With the backlash to the administration’s initial reaction to the Pretti killing, the White House was thrown off stride. But it has not lost its certitude. Even as press secretary Karoline Leavitt was doing damage control in her briefing on Monday, the White House YouTube channel broadcast of the briefing included a banner: “Text ‘TRUTH’ to 45470 for updates from the White House.”
Here are seven examples of Trump's battles between his own “truth” and video evidence:
The voice on the Access Hollywood tape
As a candidate in 2016, Trump apologized for what he was heard saying on the Access Hollywood tape, calling it “locker-room talk.” But by the time he was president, he backtracked, calling for an “investigation" of the recording and telling a senator, “We don’t think that was my voice.” But the audio evidence left no doubt.
Iceland vs. Greenland
Only three days before Sunday’s Minneapolis shooting, the world listened to the president speak in Davos and heard him four times say “Iceland” when he meant “Greenland.” When a reporter noted what everybody had heard, the White House attacked. "No, he didn’t," Leavitt tweeted to the reporter. “His written remarks referred to Greenland as a ‘piece of ice’ because that’s what it is. You’re the only one mixing anything up here.”
The “largest” inaugural crowd
Trump had been president less than three hours in 2017 when he objected to reporters noting that his inaugural crowd was much smaller than Barack Obama’s in 2009. He ordered press secretary Sean Spicer to claim it “was the largest audience to ever witness an inauguration, period.” Trump then had a government photographer edit the official pictures to make the crowd appear bigger, according to documents that were later released.
The lawyer who wasn’t crying
Last Thursday, civil rights attorney Nekima Levy Armstrong was arrested with two others for a protest that disrupted a service at a church whose pastor is an Immigration and Customs Enforcement official. Homeland Security Secretary Kristi Noem posted a picture on X of the arrest. Thirty minutes later, the White House tweeted out the same picture—with one notable difference. The White House had digitally altered the photo to show the lawyer weeping. When reporters noted the distortion, White House spokeswoman Abigail Jackson mocked them with her own X post: “uM, eXCuSe mE??? iS tHAt DiGiTAlLy AlTeReD?!?!?!?!?!”
“A day of love”
Few Americans avoided video of the violent scenes from the pro-Trump assault on the U.S. Capitol on Jan. 6, 2021. But by 2024, now-candidate Trump asked them to forget the violence and see something that wasn’t evident in the video. During a Univision town hall shortly before Election Day, Trump contended, “That was a day of love.”
“I didn’t say that”
On Dec. 3, Trump was asked if he would authorize public release of video of the follow-up attack on a suspected drug-smuggling boat in the Caribbean in September. He responded, “Whatever they have we’d certainly release, no problem.” But when ABC’s Rachel Scott reminded him of that three days later, the president bristled. “I didn’t say that. That’s—you said that. I didn’t say that.

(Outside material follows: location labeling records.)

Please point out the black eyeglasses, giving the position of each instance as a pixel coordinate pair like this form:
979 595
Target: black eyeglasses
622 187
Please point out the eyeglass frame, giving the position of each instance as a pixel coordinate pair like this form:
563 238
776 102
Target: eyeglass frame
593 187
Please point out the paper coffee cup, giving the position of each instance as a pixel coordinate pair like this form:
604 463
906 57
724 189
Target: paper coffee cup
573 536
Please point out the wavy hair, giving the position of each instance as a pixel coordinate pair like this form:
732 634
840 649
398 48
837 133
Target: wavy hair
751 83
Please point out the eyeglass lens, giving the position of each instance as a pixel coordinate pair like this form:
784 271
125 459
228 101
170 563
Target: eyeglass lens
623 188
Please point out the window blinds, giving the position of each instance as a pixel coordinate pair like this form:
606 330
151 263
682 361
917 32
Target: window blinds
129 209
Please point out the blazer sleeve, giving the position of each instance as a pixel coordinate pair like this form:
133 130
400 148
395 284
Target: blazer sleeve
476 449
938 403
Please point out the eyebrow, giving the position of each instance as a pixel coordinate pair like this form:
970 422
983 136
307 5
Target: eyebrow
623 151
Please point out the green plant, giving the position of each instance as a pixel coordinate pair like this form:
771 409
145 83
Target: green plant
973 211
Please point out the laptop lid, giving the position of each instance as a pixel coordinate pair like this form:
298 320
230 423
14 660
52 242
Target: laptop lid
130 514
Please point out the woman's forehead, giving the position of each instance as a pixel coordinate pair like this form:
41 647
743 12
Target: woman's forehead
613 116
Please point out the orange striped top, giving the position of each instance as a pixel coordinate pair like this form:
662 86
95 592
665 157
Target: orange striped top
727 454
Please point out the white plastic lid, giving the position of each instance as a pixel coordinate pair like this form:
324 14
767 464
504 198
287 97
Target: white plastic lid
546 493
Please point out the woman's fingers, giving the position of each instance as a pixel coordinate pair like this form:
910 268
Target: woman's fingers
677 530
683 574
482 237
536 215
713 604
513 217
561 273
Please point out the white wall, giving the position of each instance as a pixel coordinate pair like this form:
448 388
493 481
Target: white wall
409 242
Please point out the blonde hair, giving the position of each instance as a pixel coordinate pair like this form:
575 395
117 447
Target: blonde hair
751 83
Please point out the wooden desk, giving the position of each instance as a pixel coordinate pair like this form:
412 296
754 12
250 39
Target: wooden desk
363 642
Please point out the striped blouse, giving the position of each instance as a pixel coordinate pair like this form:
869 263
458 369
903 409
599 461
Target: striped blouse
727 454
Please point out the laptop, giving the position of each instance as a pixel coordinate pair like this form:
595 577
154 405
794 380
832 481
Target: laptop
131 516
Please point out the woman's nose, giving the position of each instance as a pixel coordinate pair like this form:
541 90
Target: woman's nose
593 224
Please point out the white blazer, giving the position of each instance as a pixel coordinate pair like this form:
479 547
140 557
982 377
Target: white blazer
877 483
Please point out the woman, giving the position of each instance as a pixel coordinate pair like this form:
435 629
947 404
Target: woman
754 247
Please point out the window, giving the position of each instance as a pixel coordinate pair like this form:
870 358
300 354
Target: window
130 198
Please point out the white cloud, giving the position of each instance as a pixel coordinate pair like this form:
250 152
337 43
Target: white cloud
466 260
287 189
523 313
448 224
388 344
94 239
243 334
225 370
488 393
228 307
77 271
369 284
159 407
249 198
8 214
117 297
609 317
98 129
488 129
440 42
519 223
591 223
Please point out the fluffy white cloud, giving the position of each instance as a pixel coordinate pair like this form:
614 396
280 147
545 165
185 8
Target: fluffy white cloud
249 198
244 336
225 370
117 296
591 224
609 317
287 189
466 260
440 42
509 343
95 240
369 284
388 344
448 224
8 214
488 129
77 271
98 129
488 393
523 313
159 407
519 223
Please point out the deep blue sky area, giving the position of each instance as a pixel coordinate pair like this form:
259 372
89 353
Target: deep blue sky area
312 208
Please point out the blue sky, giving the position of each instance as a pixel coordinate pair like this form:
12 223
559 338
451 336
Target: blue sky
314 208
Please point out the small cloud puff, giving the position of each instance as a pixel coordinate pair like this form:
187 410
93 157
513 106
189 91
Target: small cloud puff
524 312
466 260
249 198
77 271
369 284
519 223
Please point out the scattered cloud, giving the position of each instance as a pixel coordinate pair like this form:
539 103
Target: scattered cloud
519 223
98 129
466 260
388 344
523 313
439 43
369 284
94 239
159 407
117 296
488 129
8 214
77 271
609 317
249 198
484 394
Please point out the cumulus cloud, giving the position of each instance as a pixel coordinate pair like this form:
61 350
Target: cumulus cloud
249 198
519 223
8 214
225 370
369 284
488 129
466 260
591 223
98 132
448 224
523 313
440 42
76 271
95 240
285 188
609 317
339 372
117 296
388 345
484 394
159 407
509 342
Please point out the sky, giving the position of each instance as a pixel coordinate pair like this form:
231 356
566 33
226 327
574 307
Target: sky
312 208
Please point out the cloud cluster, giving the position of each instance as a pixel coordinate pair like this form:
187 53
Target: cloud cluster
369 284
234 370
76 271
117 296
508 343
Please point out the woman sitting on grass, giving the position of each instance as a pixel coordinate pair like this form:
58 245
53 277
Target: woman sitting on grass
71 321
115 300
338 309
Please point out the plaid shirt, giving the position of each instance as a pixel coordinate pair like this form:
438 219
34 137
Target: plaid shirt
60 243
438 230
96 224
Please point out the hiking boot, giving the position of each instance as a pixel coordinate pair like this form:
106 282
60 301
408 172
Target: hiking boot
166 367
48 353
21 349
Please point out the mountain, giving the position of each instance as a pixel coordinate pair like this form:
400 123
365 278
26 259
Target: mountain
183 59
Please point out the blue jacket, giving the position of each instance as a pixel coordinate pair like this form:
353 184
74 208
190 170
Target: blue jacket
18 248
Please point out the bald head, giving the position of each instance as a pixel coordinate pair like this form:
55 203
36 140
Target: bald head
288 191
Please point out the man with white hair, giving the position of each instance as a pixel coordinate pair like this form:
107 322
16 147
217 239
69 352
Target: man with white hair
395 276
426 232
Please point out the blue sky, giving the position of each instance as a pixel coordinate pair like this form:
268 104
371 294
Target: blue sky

This is ABC fake news.”
The gloved hand
The White House was back at it Tuesday, denying video evidence just three days after it should have learned the folly of doing that in Minneapolis. The stakes were not as high, but the video evidence was just as clear. It was sparked by MS NOW White House correspondent Jake Traylor tweeting, “After a dark-colored bruise was spotted on Trump’s left hand last week, the President keeps his left glove on during a restaurant stop in Iowa.” Almost immediately, the White House’s “Rapid Response 47” fired back: “FAKE Traylor strikes again. What Fake doesn’t mention is that @POTUS took his glove off to sign hats for some great Iowa Patriots, which he was doing just moments before this screenshot was taken. The pen is literally still in his hand.” This wasn’t quite the own of Traylor that the White House thought, though. The video showed that while there was no glove on Trump’s right hand, he still was wearing a glove on his left hand—just as Traylor reported.